Pothole Bandit and Bernie Sanders, 1986 - COURTESY OF ROB SWANSON
  • Courtesy Of Rob Swanson
  • Pothole Bandit and Bernie Sanders, 1986

It's difficult to pinpoint the year when Burlington began racking up accolades as one of the nation's best cities for X, Y or Z. Townies who've been around a while, however, will generally agree that it was during Bernie Sanders' tenure as mayor that the phrase "quality of life" became deeply etched in the Burlington brand.

I have to confess: In the summer of 1986, in the thick of Burlington's renaissance, I didn't appreciate what Sanders and his comrades were doing for my hometown. I'd just graduated from college in upstate New York. While the speaker at my commencement — an executive from the Rand McNally map corporation — had exhorted my peers and me to "be eccentric and bellow," I hadn't figured out how. I was back home in Burlington, doing temp office work and drinking in the same bars I'd frequented in high school.

Pothole Bandit Bruce K. Ploof, 1986 - COURTESY OF ROB SWANSON
  • Courtesy Of Rob Swanson
  • Pothole Bandit Bruce K. Ploof, 1986

Apparently, I wasn't the city's only restless soul. As I unfolded my copy of the Burlington Free Press one day, a headline below the fold caught my eye: "Pothole Bandit Plants Trees in Protest of Roadway Ruts."

The article reported that, in the wee hours of the previous day, someone had filled three downtown potholes with spruce saplings. The vege-lante left signs reading, "Potholes of Burlington, Beware. (Signed) The Pothole Bandit."

When I looked up from that paper, my city had been transformed into a comic-book setting — complete with its own superhero. Or was he a supervillain? Or was he a she? I didn't care. What mattered to me in that moment was that some eccentric had bellowed. Maybe there was hope for me yet.

Reading on, I learned that the Pothole Bandit was a male — as he had revealed in a call to WQCR DJ Louie Manno on the morning of his road raid. In the year or so that Manno had been on the air in Burlington, he and cohort Jim Condon had developed a reputation for broadcast buffoonery. Their "Leave It to Bernie" segments regularly parodied the mayor.

When the Pothole Bandit told Manno what he'd done, the DJ was skeptical. In a recent interview, Manno recalls telling the anonymous caller, "You're full of it."

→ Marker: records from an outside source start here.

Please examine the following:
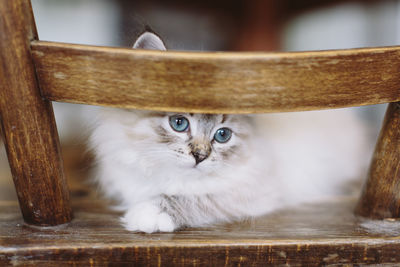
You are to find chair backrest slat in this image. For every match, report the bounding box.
[32,42,400,113]
[0,0,72,226]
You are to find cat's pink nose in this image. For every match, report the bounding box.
[192,151,208,165]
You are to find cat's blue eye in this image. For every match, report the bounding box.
[169,115,189,132]
[214,128,232,143]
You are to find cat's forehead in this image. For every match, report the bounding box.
[187,113,228,126]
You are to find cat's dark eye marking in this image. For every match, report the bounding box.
[221,114,228,123]
[169,115,190,133]
[214,127,233,144]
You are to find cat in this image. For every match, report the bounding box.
[89,31,369,233]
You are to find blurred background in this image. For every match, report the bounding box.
[0,0,400,198]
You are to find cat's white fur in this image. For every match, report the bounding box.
[90,33,369,233]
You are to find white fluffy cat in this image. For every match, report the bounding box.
[90,32,369,233]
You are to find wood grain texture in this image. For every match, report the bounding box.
[0,0,71,225]
[32,42,400,113]
[356,102,400,219]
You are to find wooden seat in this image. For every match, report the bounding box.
[0,0,400,266]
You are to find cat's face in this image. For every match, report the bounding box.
[150,113,251,171]
[122,32,251,175]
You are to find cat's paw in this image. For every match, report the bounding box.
[121,204,176,233]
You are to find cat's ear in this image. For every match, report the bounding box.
[133,32,167,50]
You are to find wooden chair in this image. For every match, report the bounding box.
[0,0,400,266]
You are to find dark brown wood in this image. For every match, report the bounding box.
[356,102,400,219]
[0,0,71,225]
[32,42,400,113]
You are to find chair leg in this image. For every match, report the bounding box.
[356,102,400,219]
[0,0,72,226]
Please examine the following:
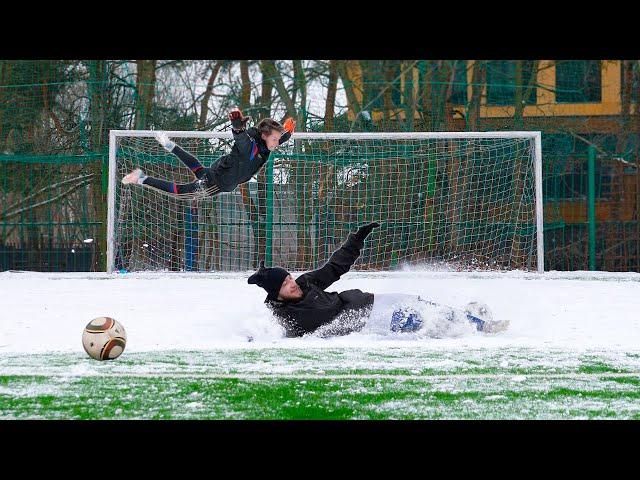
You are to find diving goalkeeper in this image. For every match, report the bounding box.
[248,222,509,337]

But Condon confirmed the plantings — on three city streets — with the Burlington Police Department, which had been fielding calls about them all morning. And Manno sensed an opportunity for live-radio antics. "Any time something had possibilities to put on the air and milk, I would be all for it," he says.

Manno figured the logical, mirthful next step would be to put the Pothole Bandit and police chief Kevin Scully on the air simultaneously. Scully, a pioneer in community-based policing, played along. He called in and upped the ante, proposing that he and his nemesis meet in person.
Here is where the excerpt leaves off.